Voila! Nice crisp, nutty, almost horsefeed like wholegrain crackers that are SUPERB with a cheesy dip or hummus or other healthy nibbles. This was so incredibly easy to do. And the results were well worth the minimal effort. The rice ones were smoother while the farro ones remind me that roughage isn’t called roughage for nothing. :)
12 Responses
That easy? Two ingredients lang (three, if water is included)?
Totally making these!
I could add sesame seeds or chia seeds before spreading for more texture, I suppose.
This is diet food, but not if I pair it with your kalamansi marmalade! :D
I have been experimenting with something similar as part of my lenten abstinence but using chana dal flour (gram for short) instead. Very low on the glycemic load scale and delicious besides. It has become my go to hunger appeaser now, I’m therefore wary of unknowingly acquiring an Indian chee-chee accent.

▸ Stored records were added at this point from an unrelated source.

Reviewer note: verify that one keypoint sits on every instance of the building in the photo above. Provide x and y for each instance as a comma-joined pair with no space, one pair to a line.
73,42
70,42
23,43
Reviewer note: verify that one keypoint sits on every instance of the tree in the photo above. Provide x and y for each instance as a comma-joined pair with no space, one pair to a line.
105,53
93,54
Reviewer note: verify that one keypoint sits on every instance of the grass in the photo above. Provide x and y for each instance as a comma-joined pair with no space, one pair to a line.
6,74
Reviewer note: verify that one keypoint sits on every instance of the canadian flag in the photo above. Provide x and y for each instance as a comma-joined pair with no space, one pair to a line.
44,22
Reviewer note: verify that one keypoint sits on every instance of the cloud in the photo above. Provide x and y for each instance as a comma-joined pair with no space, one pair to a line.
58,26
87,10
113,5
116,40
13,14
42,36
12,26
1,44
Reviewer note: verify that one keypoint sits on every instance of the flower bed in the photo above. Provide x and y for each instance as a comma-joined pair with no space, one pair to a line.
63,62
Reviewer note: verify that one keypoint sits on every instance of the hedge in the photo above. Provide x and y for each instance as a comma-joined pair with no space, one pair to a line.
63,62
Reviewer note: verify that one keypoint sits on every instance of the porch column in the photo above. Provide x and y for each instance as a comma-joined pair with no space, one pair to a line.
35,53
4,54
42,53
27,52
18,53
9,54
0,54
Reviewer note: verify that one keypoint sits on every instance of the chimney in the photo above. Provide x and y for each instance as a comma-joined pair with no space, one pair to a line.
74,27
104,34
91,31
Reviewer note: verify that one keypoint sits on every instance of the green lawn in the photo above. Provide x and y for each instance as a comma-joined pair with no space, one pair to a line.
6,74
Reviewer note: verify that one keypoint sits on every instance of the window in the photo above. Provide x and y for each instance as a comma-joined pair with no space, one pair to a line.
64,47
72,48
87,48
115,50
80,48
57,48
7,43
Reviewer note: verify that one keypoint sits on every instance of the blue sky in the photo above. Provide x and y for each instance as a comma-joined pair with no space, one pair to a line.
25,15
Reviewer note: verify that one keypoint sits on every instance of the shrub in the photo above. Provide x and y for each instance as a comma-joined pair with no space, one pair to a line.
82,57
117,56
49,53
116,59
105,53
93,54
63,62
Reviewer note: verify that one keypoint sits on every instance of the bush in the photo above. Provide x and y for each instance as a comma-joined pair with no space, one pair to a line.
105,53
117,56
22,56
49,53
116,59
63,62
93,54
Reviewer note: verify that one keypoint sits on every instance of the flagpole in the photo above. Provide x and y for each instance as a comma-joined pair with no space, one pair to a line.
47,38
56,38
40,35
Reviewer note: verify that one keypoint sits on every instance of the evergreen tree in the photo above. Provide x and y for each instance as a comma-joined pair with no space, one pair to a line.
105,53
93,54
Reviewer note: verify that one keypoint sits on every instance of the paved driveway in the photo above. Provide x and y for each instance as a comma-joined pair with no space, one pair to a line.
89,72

Thanks! I will try this. When you blitzed the boiled farro/ black rice did you add a little water?
Betchay, yes, add some cooking liquid to help blitz it…
Thanks, will surely do this today. I have about 2 cups black rice left.

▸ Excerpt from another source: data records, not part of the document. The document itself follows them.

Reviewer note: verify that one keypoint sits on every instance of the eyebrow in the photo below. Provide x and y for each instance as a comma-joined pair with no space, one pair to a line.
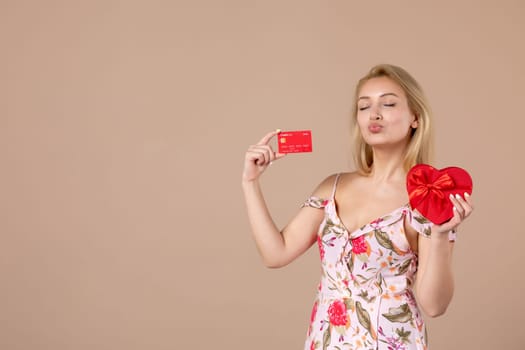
383,95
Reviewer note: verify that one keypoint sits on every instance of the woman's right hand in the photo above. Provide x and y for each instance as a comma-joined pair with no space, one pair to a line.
258,157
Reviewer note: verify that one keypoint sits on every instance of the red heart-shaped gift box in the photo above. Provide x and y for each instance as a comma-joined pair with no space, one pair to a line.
429,189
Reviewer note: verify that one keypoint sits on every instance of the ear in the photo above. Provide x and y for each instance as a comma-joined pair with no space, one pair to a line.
415,123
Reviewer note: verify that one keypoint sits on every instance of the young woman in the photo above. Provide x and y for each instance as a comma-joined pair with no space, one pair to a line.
370,241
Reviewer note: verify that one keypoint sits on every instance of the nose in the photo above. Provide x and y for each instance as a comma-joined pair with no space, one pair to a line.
375,114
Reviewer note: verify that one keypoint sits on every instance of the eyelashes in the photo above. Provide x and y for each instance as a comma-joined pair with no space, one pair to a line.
385,105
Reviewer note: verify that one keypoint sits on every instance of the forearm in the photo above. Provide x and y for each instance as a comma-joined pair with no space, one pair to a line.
435,286
268,238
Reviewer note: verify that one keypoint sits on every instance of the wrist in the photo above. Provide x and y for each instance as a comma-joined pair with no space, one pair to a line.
449,235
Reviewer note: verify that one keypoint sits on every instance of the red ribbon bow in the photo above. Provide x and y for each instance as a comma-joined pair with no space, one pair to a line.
429,189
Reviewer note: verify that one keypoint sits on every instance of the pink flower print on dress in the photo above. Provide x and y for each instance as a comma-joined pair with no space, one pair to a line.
321,248
337,313
376,222
359,245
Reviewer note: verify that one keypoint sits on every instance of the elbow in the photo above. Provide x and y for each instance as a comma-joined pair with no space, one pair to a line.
435,311
273,263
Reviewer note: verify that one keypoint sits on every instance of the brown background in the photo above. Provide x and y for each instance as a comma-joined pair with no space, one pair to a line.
123,130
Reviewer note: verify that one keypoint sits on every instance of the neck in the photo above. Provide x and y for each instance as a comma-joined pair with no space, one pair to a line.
388,165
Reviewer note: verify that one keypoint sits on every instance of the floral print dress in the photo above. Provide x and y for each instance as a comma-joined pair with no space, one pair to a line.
365,298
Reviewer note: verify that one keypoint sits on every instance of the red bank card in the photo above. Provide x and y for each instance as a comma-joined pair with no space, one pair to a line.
294,141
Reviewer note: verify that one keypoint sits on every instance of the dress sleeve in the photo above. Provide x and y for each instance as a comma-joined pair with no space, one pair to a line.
315,202
424,226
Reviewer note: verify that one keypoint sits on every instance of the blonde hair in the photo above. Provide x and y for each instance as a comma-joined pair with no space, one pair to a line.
419,148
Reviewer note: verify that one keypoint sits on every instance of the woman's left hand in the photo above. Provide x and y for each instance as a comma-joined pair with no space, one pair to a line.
462,209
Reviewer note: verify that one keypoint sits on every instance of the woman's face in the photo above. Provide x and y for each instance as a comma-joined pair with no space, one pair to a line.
383,115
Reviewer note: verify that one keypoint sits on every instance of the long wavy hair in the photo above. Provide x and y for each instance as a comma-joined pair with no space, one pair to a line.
420,146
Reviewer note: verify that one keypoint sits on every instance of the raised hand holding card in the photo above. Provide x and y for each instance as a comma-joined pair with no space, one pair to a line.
294,141
429,189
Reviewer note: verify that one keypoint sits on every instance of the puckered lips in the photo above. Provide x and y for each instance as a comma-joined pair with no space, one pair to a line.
375,128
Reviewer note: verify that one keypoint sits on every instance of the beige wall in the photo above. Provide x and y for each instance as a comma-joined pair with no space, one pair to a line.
123,126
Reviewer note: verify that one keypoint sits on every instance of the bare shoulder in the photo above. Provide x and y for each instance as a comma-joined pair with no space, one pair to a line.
325,188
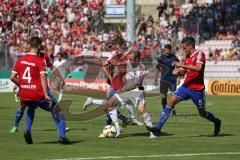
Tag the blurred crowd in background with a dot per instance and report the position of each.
(65, 27)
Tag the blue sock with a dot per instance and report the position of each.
(209, 116)
(108, 119)
(19, 115)
(164, 102)
(30, 118)
(59, 119)
(164, 116)
(121, 116)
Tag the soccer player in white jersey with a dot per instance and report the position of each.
(61, 65)
(131, 93)
(115, 69)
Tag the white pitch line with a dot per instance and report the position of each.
(154, 156)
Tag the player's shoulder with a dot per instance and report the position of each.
(141, 66)
(199, 52)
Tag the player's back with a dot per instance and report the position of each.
(117, 71)
(46, 58)
(29, 68)
(195, 79)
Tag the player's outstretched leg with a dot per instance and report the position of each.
(29, 120)
(132, 115)
(164, 101)
(164, 116)
(18, 117)
(111, 109)
(146, 117)
(216, 121)
(89, 101)
(59, 119)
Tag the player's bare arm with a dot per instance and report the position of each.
(14, 78)
(105, 70)
(95, 60)
(57, 73)
(197, 67)
(44, 86)
(157, 71)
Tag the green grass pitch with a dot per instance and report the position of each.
(187, 137)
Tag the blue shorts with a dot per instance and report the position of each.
(198, 97)
(110, 93)
(48, 106)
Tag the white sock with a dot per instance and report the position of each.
(114, 117)
(130, 111)
(99, 102)
(147, 119)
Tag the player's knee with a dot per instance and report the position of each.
(202, 113)
(57, 109)
(108, 106)
(173, 101)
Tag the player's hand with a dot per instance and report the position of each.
(62, 84)
(156, 82)
(177, 64)
(47, 98)
(15, 88)
(119, 91)
(178, 81)
(175, 71)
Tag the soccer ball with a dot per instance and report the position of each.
(109, 131)
(181, 72)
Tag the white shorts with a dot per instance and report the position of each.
(131, 97)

This will be good for my grandson who can’t take gluten.
We have a family get together this Easter Sunday, will show off with these crackers.
Never knew it was this easy. Have lots of black rice. Thanks, MM!
Hi folks… some added advice… try to err on the longer cook time without burning. I find that if you do the minimum cook time, there is a tendency for the crackers to get a bit less crunchy after a few days… so really dry them out to ensure permanent crispness…
Thanks MM! Will try your recipe with quinoa. Getting sick of Tuscan Quinoa Salad with feta, semi dried roasted tomatoes, roasted sweet peppers and baby spinach or baby arugula.
Saw your fish steaks Instagram pic. They would make excellent confit with lemon, garlic shallots and herbs. It only takes about 1 1/2 hours in low oven temp. Any leftovers which I doubt will make excellent filling for tacos or summer salad.
Maybe dehydrator would work? Then fried to a crisp and puff like chicharon?
The last picture reminds me of lohua (?) Footloose was after in one of your posts a while back!
Isn’t black rice called pirurutong in Tagalog?, a word I have always wanted to use since its slips trippingly upon the tongue. Same with piruruca which is Brazilian for chicharron.
where did you buy the farro from ? i’m looking to put it on the menu but cant find it
james, I buy farro on trips abroad, I haven’t seen it for sale in Manila.